From the Los Angeles Times, April 17, 1944, 9. Copyright © 1944, Los Angeles Times. Reprinted with Permission.
“Winston Churchill and the late Gabriel D’Annunzio are the smartest scenario writers I ever met,” said David Wark Griffith, producer of [The] Birth of a Nation and other cinema classics in an interview yesterday at the Roosevelt Hollywood [Hotel], at which he and Mrs. Griffith are guests.
“Unfortunately, I could not produce either the story outlined to me by Mr. Churchill in 1917, nor the one offered by the Italian poet,” said Mr. Griffith. “Their production would have cost more money than I had at the time. Besides, Churchill’s story contained too much thought, while D’Annunzio, then in his sixties, wanted to act the hero in his play.”

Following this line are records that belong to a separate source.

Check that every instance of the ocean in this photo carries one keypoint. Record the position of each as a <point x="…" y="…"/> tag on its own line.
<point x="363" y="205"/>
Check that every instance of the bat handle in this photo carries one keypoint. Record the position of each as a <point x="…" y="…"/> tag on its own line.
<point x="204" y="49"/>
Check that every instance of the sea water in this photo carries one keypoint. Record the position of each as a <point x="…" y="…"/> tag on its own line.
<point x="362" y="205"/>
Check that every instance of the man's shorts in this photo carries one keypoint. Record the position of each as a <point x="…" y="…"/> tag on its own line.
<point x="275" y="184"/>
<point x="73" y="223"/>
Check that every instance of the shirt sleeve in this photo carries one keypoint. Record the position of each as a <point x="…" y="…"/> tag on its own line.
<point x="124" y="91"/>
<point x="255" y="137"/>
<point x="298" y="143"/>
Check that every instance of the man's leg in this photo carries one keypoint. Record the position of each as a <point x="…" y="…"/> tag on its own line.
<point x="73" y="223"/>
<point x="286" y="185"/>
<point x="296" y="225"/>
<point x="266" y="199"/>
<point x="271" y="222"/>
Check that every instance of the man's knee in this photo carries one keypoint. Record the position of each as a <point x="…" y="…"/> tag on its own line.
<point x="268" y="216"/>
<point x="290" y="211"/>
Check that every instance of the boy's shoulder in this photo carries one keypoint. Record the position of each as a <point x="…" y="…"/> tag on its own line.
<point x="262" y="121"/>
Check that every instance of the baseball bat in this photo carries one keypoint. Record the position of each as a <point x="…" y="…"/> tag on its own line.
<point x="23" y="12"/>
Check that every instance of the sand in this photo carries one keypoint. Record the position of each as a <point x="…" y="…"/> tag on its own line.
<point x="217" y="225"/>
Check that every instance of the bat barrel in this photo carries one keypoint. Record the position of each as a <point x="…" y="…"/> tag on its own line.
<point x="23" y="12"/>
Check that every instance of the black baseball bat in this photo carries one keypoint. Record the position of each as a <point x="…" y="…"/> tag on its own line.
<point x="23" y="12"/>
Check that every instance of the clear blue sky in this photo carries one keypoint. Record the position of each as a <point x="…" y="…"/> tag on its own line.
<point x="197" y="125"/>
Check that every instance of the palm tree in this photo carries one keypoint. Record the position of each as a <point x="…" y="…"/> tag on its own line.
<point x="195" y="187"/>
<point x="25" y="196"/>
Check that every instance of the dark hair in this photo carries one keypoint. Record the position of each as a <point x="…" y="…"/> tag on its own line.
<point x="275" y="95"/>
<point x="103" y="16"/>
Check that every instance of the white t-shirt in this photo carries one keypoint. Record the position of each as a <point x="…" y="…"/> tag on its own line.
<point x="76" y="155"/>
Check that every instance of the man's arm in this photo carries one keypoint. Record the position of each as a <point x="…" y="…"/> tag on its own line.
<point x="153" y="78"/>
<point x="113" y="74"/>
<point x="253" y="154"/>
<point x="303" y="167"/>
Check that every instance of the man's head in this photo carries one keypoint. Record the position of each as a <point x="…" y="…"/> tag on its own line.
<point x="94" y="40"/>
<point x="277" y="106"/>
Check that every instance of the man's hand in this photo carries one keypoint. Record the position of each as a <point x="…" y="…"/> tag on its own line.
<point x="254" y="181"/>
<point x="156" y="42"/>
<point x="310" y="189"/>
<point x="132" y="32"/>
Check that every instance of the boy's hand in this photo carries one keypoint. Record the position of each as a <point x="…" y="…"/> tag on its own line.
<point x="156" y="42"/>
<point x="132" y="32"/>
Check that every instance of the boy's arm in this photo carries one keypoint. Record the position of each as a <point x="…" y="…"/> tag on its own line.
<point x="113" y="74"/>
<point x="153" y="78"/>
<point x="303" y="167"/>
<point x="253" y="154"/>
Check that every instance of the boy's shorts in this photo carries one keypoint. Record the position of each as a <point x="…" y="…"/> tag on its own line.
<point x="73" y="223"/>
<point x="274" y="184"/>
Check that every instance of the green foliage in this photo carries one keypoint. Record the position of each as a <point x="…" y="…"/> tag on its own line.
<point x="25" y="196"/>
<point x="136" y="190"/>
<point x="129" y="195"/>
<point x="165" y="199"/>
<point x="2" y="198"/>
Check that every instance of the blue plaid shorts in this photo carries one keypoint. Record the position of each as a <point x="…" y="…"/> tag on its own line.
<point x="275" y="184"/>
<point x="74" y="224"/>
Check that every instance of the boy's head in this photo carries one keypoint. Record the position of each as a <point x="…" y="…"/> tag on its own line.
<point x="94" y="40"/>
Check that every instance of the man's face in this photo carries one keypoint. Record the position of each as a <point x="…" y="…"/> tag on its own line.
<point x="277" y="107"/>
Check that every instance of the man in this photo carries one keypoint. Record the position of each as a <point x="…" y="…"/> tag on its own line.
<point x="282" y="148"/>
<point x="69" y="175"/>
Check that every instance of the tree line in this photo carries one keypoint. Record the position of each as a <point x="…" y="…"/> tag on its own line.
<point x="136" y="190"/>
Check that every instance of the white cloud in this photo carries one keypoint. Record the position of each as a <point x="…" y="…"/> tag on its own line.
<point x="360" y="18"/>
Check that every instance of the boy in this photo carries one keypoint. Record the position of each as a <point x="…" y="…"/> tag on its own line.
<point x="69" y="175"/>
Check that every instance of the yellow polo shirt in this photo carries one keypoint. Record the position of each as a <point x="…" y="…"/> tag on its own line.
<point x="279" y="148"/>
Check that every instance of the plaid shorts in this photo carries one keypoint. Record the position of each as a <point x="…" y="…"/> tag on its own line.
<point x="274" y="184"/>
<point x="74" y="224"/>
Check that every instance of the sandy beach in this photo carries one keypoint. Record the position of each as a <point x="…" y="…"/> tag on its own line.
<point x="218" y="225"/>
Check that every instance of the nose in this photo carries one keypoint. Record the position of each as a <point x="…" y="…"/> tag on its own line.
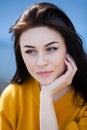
<point x="41" y="60"/>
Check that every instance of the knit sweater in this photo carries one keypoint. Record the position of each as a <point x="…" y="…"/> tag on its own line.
<point x="20" y="104"/>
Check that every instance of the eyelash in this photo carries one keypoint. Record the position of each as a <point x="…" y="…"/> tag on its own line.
<point x="50" y="49"/>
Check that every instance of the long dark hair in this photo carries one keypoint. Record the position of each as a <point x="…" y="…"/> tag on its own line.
<point x="47" y="14"/>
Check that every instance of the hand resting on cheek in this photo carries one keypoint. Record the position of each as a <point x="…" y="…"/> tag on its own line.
<point x="65" y="79"/>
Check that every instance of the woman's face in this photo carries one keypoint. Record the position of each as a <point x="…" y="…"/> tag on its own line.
<point x="44" y="51"/>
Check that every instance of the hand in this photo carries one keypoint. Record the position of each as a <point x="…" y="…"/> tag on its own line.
<point x="65" y="79"/>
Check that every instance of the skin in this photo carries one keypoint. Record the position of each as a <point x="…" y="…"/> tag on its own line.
<point x="45" y="56"/>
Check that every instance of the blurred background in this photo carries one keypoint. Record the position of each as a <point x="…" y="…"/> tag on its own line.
<point x="10" y="12"/>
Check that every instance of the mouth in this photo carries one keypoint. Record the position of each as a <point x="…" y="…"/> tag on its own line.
<point x="44" y="73"/>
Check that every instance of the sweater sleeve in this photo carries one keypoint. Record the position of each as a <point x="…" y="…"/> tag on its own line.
<point x="7" y="110"/>
<point x="81" y="124"/>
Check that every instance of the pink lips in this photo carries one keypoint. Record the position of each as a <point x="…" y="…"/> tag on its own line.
<point x="45" y="73"/>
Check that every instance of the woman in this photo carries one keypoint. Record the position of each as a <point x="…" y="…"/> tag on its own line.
<point x="49" y="88"/>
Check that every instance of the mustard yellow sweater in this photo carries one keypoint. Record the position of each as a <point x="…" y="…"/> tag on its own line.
<point x="19" y="109"/>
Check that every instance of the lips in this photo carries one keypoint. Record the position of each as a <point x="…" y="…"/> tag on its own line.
<point x="44" y="73"/>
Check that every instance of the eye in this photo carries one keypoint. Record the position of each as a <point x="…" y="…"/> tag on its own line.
<point x="32" y="52"/>
<point x="52" y="49"/>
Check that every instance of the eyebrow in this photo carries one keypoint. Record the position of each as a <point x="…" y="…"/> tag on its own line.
<point x="48" y="44"/>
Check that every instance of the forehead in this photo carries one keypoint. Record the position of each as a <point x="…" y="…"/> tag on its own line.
<point x="41" y="35"/>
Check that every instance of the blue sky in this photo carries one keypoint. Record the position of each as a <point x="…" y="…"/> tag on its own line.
<point x="10" y="10"/>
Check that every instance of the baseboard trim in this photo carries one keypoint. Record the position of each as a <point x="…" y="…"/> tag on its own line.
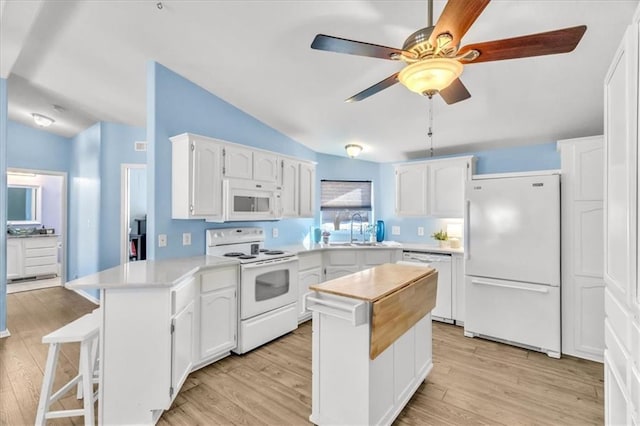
<point x="90" y="298"/>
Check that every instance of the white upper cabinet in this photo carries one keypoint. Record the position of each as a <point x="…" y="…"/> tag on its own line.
<point x="307" y="189"/>
<point x="238" y="162"/>
<point x="432" y="188"/>
<point x="411" y="190"/>
<point x="446" y="182"/>
<point x="290" y="186"/>
<point x="265" y="166"/>
<point x="246" y="163"/>
<point x="196" y="178"/>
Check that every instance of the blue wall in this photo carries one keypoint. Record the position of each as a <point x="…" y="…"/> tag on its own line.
<point x="3" y="204"/>
<point x="175" y="105"/>
<point x="30" y="148"/>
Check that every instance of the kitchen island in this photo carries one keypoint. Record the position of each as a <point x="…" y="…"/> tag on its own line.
<point x="371" y="343"/>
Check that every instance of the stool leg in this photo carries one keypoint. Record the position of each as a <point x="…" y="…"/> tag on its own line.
<point x="47" y="383"/>
<point x="87" y="381"/>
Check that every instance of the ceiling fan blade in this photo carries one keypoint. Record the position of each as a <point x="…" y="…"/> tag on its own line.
<point x="457" y="17"/>
<point x="549" y="43"/>
<point x="352" y="47"/>
<point x="455" y="92"/>
<point x="387" y="82"/>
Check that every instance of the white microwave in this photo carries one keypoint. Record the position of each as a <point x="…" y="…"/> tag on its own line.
<point x="251" y="200"/>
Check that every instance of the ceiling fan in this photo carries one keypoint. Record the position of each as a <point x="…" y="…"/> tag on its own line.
<point x="435" y="60"/>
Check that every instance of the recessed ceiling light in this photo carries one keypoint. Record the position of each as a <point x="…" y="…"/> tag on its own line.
<point x="42" y="120"/>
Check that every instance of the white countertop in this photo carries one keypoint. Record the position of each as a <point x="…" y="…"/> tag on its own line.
<point x="149" y="273"/>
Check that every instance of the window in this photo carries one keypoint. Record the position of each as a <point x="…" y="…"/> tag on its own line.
<point x="340" y="200"/>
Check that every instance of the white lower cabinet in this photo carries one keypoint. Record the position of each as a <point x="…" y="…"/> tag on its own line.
<point x="218" y="313"/>
<point x="309" y="273"/>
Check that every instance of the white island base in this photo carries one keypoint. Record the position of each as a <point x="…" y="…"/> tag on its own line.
<point x="347" y="386"/>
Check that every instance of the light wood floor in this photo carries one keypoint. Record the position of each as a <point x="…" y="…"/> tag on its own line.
<point x="473" y="381"/>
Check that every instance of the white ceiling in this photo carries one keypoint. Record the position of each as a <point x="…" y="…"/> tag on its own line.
<point x="90" y="58"/>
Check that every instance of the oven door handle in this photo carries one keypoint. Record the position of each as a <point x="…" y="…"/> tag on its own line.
<point x="270" y="262"/>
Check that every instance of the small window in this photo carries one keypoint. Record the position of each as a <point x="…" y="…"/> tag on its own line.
<point x="340" y="200"/>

Looking almost as young as he did when he was producing his spectacular silent dramas here thirty years ago, Mr. Griffith, who, incidentally, produced the first sound film ever made in New York, has come to Los Angeles to live “the next half century of my life.”
Mr. Griffith has not lived in Los Angeles for the past “ten or twelve years, although I visited here four years ago,” he said. “I haven’t had any permanent home during that time but have been traveling around the country. You see,” he added, “I like to travel.”

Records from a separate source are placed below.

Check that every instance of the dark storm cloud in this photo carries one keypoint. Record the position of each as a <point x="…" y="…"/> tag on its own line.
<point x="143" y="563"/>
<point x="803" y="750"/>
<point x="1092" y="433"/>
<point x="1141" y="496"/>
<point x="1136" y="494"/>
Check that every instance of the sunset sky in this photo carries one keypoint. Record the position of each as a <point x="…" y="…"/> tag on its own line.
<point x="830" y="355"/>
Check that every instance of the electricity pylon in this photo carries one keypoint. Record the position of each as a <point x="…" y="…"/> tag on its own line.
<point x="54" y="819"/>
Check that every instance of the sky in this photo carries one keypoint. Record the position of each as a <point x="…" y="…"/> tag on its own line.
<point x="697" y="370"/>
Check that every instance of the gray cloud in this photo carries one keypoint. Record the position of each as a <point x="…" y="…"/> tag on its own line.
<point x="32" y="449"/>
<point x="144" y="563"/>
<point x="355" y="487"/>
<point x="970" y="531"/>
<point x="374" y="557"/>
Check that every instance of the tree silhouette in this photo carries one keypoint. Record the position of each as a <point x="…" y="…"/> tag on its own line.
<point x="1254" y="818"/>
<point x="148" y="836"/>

“How old are you now, Mr. Griffith?”
“Same age as Douglas MacArthur,” he replied. “One of my aunts lived to be 112, and an uncle topped a hundred years, so I see no reason why I shouldn’t stick around another fifty years. Poor old uncle! An irreconcilable Southern gentleman! He has never written to me since I produced Abraham Lincoln …”
“To what do you attribute your health, Mr. Griffith?”

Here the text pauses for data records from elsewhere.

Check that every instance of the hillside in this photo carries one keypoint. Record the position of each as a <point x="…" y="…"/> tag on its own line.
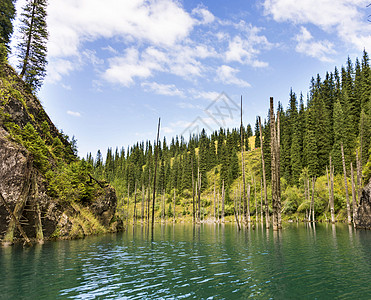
<point x="43" y="183"/>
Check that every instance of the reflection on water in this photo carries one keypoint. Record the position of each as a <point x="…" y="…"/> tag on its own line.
<point x="204" y="261"/>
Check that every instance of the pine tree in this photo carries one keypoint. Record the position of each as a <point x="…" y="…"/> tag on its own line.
<point x="7" y="14"/>
<point x="32" y="48"/>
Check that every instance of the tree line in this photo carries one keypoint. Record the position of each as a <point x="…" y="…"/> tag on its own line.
<point x="333" y="122"/>
<point x="32" y="43"/>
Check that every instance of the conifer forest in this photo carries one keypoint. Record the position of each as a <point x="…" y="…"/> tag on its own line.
<point x="321" y="156"/>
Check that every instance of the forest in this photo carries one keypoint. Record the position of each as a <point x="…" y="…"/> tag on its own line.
<point x="202" y="176"/>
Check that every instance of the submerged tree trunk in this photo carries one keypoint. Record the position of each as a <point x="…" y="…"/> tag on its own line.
<point x="346" y="185"/>
<point x="214" y="203"/>
<point x="243" y="171"/>
<point x="223" y="199"/>
<point x="154" y="176"/>
<point x="264" y="178"/>
<point x="174" y="207"/>
<point x="313" y="183"/>
<point x="332" y="209"/>
<point x="135" y="204"/>
<point x="275" y="167"/>
<point x="193" y="194"/>
<point x="359" y="176"/>
<point x="248" y="204"/>
<point x="143" y="198"/>
<point x="354" y="199"/>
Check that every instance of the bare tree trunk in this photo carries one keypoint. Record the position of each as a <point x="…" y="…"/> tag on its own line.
<point x="193" y="193"/>
<point x="218" y="206"/>
<point x="261" y="200"/>
<point x="214" y="204"/>
<point x="332" y="209"/>
<point x="149" y="194"/>
<point x="143" y="197"/>
<point x="174" y="207"/>
<point x="248" y="204"/>
<point x="243" y="170"/>
<point x="199" y="195"/>
<point x="278" y="170"/>
<point x="346" y="184"/>
<point x="154" y="176"/>
<point x="328" y="187"/>
<point x="359" y="176"/>
<point x="310" y="203"/>
<point x="354" y="198"/>
<point x="135" y="203"/>
<point x="264" y="178"/>
<point x="163" y="206"/>
<point x="256" y="201"/>
<point x="313" y="183"/>
<point x="127" y="205"/>
<point x="223" y="199"/>
<point x="273" y="165"/>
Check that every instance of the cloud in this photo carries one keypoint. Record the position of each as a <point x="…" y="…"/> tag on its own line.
<point x="73" y="113"/>
<point x="162" y="89"/>
<point x="317" y="49"/>
<point x="227" y="75"/>
<point x="346" y="18"/>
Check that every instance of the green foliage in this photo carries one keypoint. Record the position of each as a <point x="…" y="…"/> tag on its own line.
<point x="7" y="15"/>
<point x="32" y="47"/>
<point x="71" y="182"/>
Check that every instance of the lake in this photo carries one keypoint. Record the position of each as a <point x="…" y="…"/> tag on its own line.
<point x="207" y="261"/>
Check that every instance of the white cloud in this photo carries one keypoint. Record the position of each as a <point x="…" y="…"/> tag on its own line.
<point x="73" y="113"/>
<point x="227" y="75"/>
<point x="346" y="18"/>
<point x="162" y="89"/>
<point x="317" y="49"/>
<point x="124" y="69"/>
<point x="206" y="16"/>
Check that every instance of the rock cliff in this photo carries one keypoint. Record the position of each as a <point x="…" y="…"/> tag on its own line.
<point x="36" y="163"/>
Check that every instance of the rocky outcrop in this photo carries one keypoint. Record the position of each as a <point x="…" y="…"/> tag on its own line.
<point x="363" y="219"/>
<point x="27" y="206"/>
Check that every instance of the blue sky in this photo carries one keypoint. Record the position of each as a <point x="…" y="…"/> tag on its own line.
<point x="115" y="66"/>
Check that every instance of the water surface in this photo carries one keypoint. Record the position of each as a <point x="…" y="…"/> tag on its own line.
<point x="196" y="262"/>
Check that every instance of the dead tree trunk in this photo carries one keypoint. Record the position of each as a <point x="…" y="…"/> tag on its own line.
<point x="278" y="171"/>
<point x="143" y="197"/>
<point x="223" y="200"/>
<point x="264" y="179"/>
<point x="332" y="209"/>
<point x="199" y="193"/>
<point x="248" y="204"/>
<point x="127" y="205"/>
<point x="346" y="185"/>
<point x="214" y="203"/>
<point x="163" y="206"/>
<point x="135" y="204"/>
<point x="154" y="176"/>
<point x="261" y="200"/>
<point x="313" y="183"/>
<point x="193" y="193"/>
<point x="174" y="207"/>
<point x="275" y="165"/>
<point x="243" y="170"/>
<point x="359" y="176"/>
<point x="354" y="197"/>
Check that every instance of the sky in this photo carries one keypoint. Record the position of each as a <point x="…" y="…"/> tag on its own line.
<point x="116" y="66"/>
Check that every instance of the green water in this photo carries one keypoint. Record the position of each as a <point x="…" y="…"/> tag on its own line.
<point x="195" y="262"/>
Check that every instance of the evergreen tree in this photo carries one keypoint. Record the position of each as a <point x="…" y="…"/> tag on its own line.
<point x="32" y="47"/>
<point x="7" y="14"/>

“‘The good die young, while those whose hearts are dry as summer’s dust burn in the socket,’” quoted the dean of producers. “Seriously, one secret is maintaining an interest in life, developing the capacity to live in the past, the present, and the future. My main object just now is to finish a novel I began when I was eighteen. On the side I hope to write a few plays.”
“What about motion pictures of tomorrow?”
“They’ll continue to be bad,” he answered laughing. “Oh, perhaps, they’ll make a few good ones,”
“What is a good picture?”
“One that makes the public forget its troubles,” he replied. “Also, a good picture tends to make folks think a little, without letting them suspect that they are being inspired to think. In one respect, nearly all pictures are good in that they show the triumph of good over evil.”
“How about war— when will it end?” asked the interviewer.
“If I were the Almighty I might be able to tell you— but probably wouldn’t,” said Mr. Griffith. “Of course this war will end, but wars never will cease until human beings change their dispositions.”
“And when will that be?”
“Perhaps within the next twenty thousand years,” he said. “Don’t be impatient. Humanity has only been civilized or half civilized for about five thousand years. We’re still infants, morally and spiritually. Give the poor human race a little time.”